BY Micah L. Sifry | Tuesday, February 23 2010

Based on an unconfirmed report on Andrew Breitbart's BigGovernment site that former President Bill Clinton and James Carville are supposedly planning a dirty-tricks campaign against seven or eight top leaders of the Tea Party movement, the Tea Party Patriots network has responded with an amusing and effective expression of solidarity. A website called "IAmTheTeaPartyLeader.com" is displaying 210 video testimonials from grass-roots activists, each declaring "I am the Tea Party leader."
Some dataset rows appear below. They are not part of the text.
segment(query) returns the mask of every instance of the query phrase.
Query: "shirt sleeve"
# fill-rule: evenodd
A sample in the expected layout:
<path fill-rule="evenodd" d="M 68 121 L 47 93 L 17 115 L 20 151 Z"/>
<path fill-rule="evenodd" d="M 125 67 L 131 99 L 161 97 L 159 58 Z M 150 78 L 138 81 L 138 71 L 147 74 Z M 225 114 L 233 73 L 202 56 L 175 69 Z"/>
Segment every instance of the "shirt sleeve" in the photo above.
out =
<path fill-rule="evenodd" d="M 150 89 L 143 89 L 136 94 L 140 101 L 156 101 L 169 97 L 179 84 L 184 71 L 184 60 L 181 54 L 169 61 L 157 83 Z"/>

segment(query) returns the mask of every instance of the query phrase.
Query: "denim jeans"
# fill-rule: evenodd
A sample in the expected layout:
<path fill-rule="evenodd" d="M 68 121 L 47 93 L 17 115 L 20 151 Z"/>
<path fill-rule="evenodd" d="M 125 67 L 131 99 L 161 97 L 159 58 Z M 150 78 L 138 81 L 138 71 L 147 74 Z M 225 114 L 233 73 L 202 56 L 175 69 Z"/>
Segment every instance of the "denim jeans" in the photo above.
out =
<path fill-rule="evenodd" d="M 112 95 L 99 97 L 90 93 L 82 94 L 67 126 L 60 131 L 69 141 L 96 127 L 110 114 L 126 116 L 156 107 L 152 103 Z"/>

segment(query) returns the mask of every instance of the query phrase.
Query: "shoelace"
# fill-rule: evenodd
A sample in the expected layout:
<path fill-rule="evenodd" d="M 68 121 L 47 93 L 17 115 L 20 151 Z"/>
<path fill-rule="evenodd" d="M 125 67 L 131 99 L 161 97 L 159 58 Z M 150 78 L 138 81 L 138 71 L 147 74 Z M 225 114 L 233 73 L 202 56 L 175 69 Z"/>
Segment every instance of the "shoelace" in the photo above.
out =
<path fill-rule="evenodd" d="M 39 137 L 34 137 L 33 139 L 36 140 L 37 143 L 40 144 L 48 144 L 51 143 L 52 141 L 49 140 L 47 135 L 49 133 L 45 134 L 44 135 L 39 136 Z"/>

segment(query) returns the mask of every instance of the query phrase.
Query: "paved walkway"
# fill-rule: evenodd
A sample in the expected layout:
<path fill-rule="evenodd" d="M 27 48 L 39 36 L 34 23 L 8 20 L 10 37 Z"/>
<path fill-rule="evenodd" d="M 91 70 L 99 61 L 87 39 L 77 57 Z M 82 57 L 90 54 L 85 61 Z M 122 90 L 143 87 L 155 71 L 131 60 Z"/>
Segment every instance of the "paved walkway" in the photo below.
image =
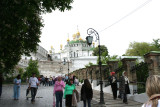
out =
<path fill-rule="evenodd" d="M 80 90 L 80 86 L 77 90 Z M 0 99 L 0 107 L 53 107 L 53 86 L 40 86 L 37 91 L 36 102 L 31 103 L 31 99 L 26 99 L 27 85 L 21 86 L 21 94 L 19 100 L 13 100 L 13 85 L 3 85 L 2 98 Z M 99 91 L 94 91 L 92 107 L 141 107 L 141 103 L 128 101 L 123 104 L 120 99 L 113 100 L 110 94 L 104 94 L 105 105 L 99 105 Z M 63 107 L 65 100 L 63 100 Z M 78 103 L 78 107 L 83 107 L 83 102 Z"/>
Click on any thumbnail and you're taken to a short video; click on a "load random video" if you want the "chatroulette" version of the site. Most of the videos appear to be of middle-aged white people, a sign of the Tea Party movement's tech savvy. There are also a surprising number of videos of children. I'm not sure what I think of that.

I do like this video:

I'm fascinated by how the Tea Party movement is evolving in a distributed, networked fashion, deliberately avoiding anointing any one figurehead or central hub, while using the web to coordinate and share messages and actions. What's still unclear to me is how much of this is by design, how much by accident, and how much a product of the times we live in, where organizing without organizations is easier than ever. A few weeks ago, one of the movement's leaders, Keli Carender of Seattle, was profiled on NPR, where she made this telling comment: "If you have a machine, you know exactly how to attack it, exactly how to shut it down," she says. "If you have 3 million machines coming at you, you don't know where to turn."